Comment faire lorsque le médecin tarde trop à faire l'annonce ?
3 °) Seriez-vous prêt à dire la vérité à un patient qui vous la demande alors que la loi vous
l’interdit ?
- Si oui dans quel cas ?
- Si non comment faire alors pour appliquer la loi régissant les droits des patients ?
4 °) Selon vous, est-il possible que dans certains cas, le respect des règles professionnelles
nous pousse à ne pas être aidant ? Dans quels cas ? Pourrais-je avoir un exemple S.V.P. ?
5 °) Pour vous, faut-il VRAIMENT toujours dire la vérité au patient ?
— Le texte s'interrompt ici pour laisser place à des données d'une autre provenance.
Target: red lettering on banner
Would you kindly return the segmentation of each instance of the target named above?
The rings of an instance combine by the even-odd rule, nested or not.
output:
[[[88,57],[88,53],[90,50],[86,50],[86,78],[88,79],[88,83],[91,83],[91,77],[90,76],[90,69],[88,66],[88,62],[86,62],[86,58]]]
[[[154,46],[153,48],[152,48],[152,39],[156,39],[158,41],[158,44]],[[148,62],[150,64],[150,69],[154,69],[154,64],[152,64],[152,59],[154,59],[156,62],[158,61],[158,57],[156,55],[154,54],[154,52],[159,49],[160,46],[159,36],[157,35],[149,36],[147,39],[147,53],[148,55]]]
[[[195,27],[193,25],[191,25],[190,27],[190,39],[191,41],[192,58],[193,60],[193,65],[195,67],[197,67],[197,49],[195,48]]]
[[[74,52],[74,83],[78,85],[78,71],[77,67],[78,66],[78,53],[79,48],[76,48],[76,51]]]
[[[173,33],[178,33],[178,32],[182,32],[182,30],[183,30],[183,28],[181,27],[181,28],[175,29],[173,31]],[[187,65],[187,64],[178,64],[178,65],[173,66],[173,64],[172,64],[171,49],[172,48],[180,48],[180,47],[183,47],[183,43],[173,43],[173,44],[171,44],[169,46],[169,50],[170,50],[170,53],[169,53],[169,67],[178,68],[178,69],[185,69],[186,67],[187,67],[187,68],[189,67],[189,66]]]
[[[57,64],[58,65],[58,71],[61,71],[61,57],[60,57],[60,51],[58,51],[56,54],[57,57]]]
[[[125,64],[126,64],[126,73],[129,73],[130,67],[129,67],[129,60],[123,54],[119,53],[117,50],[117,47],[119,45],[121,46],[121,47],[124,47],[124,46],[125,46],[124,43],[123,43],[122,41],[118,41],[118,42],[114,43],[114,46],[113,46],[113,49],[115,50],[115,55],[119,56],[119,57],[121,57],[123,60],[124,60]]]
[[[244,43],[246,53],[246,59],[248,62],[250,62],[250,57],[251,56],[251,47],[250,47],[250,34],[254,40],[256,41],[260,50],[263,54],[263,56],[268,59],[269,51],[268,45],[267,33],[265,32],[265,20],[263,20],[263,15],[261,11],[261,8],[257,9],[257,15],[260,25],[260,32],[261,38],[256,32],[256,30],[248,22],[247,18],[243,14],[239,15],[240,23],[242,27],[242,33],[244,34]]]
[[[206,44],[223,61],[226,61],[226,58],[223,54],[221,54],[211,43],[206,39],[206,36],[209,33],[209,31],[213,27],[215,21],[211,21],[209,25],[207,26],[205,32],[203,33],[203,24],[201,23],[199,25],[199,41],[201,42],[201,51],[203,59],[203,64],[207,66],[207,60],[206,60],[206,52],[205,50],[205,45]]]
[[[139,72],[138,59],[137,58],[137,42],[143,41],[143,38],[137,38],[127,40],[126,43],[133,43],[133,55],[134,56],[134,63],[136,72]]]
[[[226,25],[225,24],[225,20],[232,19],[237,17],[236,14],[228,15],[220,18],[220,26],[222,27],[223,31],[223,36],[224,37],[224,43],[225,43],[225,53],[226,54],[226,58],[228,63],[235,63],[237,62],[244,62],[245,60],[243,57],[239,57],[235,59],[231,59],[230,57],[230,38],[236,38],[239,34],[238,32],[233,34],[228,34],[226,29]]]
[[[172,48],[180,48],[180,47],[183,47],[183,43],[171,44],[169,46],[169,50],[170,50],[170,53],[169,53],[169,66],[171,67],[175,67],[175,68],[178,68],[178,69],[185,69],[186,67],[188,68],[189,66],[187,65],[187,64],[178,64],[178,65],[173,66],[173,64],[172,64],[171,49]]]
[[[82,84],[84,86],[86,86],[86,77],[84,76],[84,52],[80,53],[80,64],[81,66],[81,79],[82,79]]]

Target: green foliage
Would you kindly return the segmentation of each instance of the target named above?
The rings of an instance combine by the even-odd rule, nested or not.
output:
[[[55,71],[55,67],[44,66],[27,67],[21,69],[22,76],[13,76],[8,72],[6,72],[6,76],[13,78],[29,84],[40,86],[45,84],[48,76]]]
4) Analyse des résultats :
Sur les 5 questionnaires distribués, tous furent exploitables. Lorsqu’une réponse
n’est pas précisée, c’est qu’elle fut l’objet d’un « ne se prononce pas ».
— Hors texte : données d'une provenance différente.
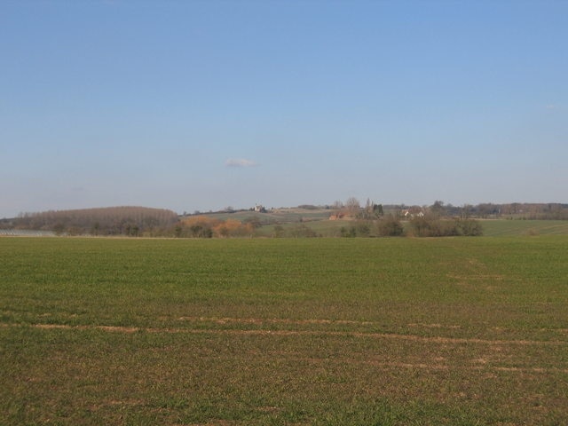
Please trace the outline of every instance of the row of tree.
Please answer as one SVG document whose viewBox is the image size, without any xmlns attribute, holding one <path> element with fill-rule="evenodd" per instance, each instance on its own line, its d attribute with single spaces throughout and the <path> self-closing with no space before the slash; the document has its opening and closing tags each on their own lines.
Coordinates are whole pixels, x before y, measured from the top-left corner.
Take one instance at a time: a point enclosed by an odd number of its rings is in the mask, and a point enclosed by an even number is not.
<svg viewBox="0 0 568 426">
<path fill-rule="evenodd" d="M 58 234 L 138 236 L 168 229 L 177 222 L 178 215 L 171 210 L 123 206 L 24 213 L 5 221 L 4 227 Z"/>
</svg>

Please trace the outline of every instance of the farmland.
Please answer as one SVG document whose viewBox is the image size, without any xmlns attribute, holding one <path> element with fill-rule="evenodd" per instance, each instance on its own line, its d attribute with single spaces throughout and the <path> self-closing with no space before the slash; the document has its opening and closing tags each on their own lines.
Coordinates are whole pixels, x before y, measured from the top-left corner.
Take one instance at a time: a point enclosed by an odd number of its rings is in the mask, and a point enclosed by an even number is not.
<svg viewBox="0 0 568 426">
<path fill-rule="evenodd" d="M 568 417 L 563 235 L 4 237 L 0 258 L 0 424 Z"/>
</svg>

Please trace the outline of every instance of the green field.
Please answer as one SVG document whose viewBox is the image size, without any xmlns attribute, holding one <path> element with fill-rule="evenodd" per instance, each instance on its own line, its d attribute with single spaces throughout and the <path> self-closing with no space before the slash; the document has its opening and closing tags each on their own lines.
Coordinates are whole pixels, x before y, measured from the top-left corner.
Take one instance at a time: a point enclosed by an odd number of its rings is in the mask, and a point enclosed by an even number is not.
<svg viewBox="0 0 568 426">
<path fill-rule="evenodd" d="M 0 238 L 0 424 L 560 425 L 568 240 Z"/>
</svg>

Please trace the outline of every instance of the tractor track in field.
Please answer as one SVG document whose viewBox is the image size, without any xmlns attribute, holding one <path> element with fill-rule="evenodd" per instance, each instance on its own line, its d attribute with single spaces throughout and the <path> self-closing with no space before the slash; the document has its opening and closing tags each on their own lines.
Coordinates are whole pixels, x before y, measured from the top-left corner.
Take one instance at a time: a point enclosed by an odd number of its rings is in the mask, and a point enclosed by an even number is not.
<svg viewBox="0 0 568 426">
<path fill-rule="evenodd" d="M 187 320 L 184 318 L 183 320 Z M 288 325 L 303 324 L 371 324 L 366 322 L 348 321 L 348 320 L 261 320 L 261 319 L 198 319 L 201 322 L 215 322 L 217 324 L 247 324 L 263 325 L 266 323 L 280 323 Z M 413 326 L 413 325 L 411 325 Z M 435 325 L 435 327 L 438 327 Z M 326 335 L 326 336 L 352 336 L 360 338 L 374 338 L 385 340 L 403 340 L 410 342 L 422 342 L 426 343 L 438 344 L 485 344 L 485 345 L 568 345 L 568 341 L 563 340 L 528 340 L 528 339 L 482 339 L 477 337 L 446 337 L 437 335 L 420 335 L 411 334 L 397 333 L 377 333 L 349 330 L 305 330 L 305 329 L 270 329 L 270 328 L 215 328 L 215 327 L 128 327 L 128 326 L 108 326 L 108 325 L 68 325 L 68 324 L 50 324 L 50 323 L 0 323 L 2 327 L 32 327 L 43 329 L 67 329 L 67 330 L 101 330 L 109 333 L 169 333 L 169 334 L 194 334 L 194 335 Z M 441 326 L 440 326 L 441 327 Z"/>
</svg>

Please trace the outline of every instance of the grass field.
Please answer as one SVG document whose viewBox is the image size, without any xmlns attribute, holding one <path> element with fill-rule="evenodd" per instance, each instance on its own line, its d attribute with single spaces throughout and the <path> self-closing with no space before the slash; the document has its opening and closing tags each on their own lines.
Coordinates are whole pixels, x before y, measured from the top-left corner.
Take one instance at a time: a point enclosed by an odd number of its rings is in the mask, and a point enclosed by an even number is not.
<svg viewBox="0 0 568 426">
<path fill-rule="evenodd" d="M 0 424 L 561 425 L 568 240 L 0 238 Z"/>
</svg>

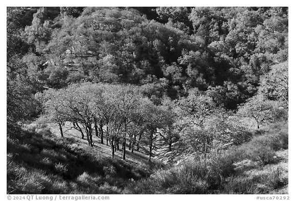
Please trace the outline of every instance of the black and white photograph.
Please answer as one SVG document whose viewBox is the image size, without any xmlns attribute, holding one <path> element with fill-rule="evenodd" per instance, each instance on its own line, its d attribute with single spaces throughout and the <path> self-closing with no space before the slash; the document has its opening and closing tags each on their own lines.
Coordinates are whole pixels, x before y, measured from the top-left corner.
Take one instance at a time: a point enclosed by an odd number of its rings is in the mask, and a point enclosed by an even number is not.
<svg viewBox="0 0 295 201">
<path fill-rule="evenodd" d="M 288 7 L 6 10 L 5 198 L 292 199 Z"/>
</svg>

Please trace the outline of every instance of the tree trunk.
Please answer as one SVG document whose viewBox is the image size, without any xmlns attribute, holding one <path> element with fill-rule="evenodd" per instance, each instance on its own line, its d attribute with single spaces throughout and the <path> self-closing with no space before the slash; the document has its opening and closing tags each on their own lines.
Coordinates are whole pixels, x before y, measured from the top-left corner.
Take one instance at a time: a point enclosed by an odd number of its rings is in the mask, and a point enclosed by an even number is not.
<svg viewBox="0 0 295 201">
<path fill-rule="evenodd" d="M 112 137 L 112 140 L 111 141 L 111 147 L 112 147 L 112 158 L 114 158 L 115 157 L 115 145 L 114 143 L 114 137 Z"/>
<path fill-rule="evenodd" d="M 153 138 L 154 137 L 154 133 L 153 131 L 151 132 L 150 134 L 150 158 L 149 162 L 151 162 L 151 158 L 152 157 L 152 151 L 153 150 Z"/>
<path fill-rule="evenodd" d="M 94 129 L 95 129 L 95 136 L 98 137 L 98 129 L 97 129 L 97 123 L 96 118 L 94 118 Z"/>
<path fill-rule="evenodd" d="M 99 132 L 100 132 L 100 143 L 103 144 L 103 129 L 102 124 L 99 124 Z"/>
<path fill-rule="evenodd" d="M 86 137 L 87 138 L 87 142 L 88 142 L 88 145 L 90 146 L 90 139 L 89 139 L 89 131 L 88 130 L 88 127 L 85 127 L 85 131 L 86 131 Z"/>
<path fill-rule="evenodd" d="M 84 133 L 83 133 L 83 131 L 82 131 L 81 127 L 80 126 L 79 126 L 79 124 L 78 124 L 78 123 L 77 123 L 77 122 L 73 122 L 73 124 L 74 124 L 74 126 L 75 126 L 75 123 L 76 123 L 76 125 L 78 127 L 78 130 L 79 130 L 80 131 L 80 132 L 81 132 L 81 136 L 82 136 L 82 139 L 83 140 L 84 140 Z"/>
<path fill-rule="evenodd" d="M 64 133 L 62 132 L 62 128 L 61 127 L 61 123 L 58 123 L 58 126 L 59 127 L 59 131 L 60 131 L 60 136 L 61 136 L 61 138 L 64 138 Z"/>
<path fill-rule="evenodd" d="M 129 146 L 128 147 L 128 149 L 129 150 L 131 149 L 131 143 L 133 140 L 132 138 L 133 138 L 133 134 L 132 134 L 130 138 L 129 138 Z"/>
<path fill-rule="evenodd" d="M 88 130 L 89 130 L 89 143 L 91 147 L 93 146 L 93 143 L 92 141 L 92 129 L 91 129 L 91 124 L 88 125 Z"/>
<path fill-rule="evenodd" d="M 107 146 L 109 145 L 108 144 L 109 142 L 109 126 L 107 124 Z"/>
<path fill-rule="evenodd" d="M 140 134 L 139 134 L 139 138 L 138 138 L 138 141 L 137 141 L 137 144 L 136 145 L 136 151 L 139 151 L 139 142 L 141 139 L 141 135 L 142 133 L 140 132 Z"/>
<path fill-rule="evenodd" d="M 123 139 L 123 160 L 126 160 L 126 134 Z"/>
<path fill-rule="evenodd" d="M 132 142 L 132 148 L 131 149 L 131 152 L 133 153 L 133 150 L 134 150 L 134 144 L 135 144 L 135 142 L 136 141 L 136 135 L 134 134 L 134 139 Z"/>
</svg>

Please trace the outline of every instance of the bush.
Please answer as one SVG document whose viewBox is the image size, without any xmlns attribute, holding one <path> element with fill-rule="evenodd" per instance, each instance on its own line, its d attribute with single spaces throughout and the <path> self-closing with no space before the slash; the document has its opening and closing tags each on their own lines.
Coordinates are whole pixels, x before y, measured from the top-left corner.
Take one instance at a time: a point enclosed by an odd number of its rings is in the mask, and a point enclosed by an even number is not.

À la question n°1, 4/5 IDE ont répondu Oui. Cela signifie que la relation
soignant-soigné est une donnée fondamentale de la profession pour 80 % des
Infirmières interrogées. Cela pose la question de savoir quel type de relation ?
L’authenticité étant un des fondements de la relation d’aide, et cette dernière étant le
seul type de relation enseigné dans les IFSI, nous la considérerons comme étant la
plus communément adoptée par la profession, et nous l’étudierons plus en
profondeur dans le cadre conceptuel.
À la question n°2, 5/5 IDE ont répondu oui. Nous voyons donc que la
nécessité de transparence vis à vis du malade est aussi une Valeur primordiale sur
le terrain. Le patient a donc besoin de connaître la vérité. Le besoin de vérité pour le
malade nécessite une profonde sincérité de la part de l’Infirmière, et nous verrons
par la suite comment les résultats de cette question peuvent s’articuler avec ceux de
la question n°1.
Au « pourquoi ?» de la question, les IDE ont été une majorité à répondre que
c’était pour permettre au patient de commencer son travail de deuil, sa
reconstruction.
Quant au « comment ?», 3/5 IDE choisissent d’insister auprès du Médecin.
Cela montre certainement l’envie des Infirmières d’apporter la vérité au patient, mais
sans se substituer à un rôle qui incombe au Médecin. Mais cela montre aussi
qu’elles ne sont pas dans la passivité, qu’elles sont dans l’action, comme si cela
montrait leur « envie » d’amener le patient à la vérité.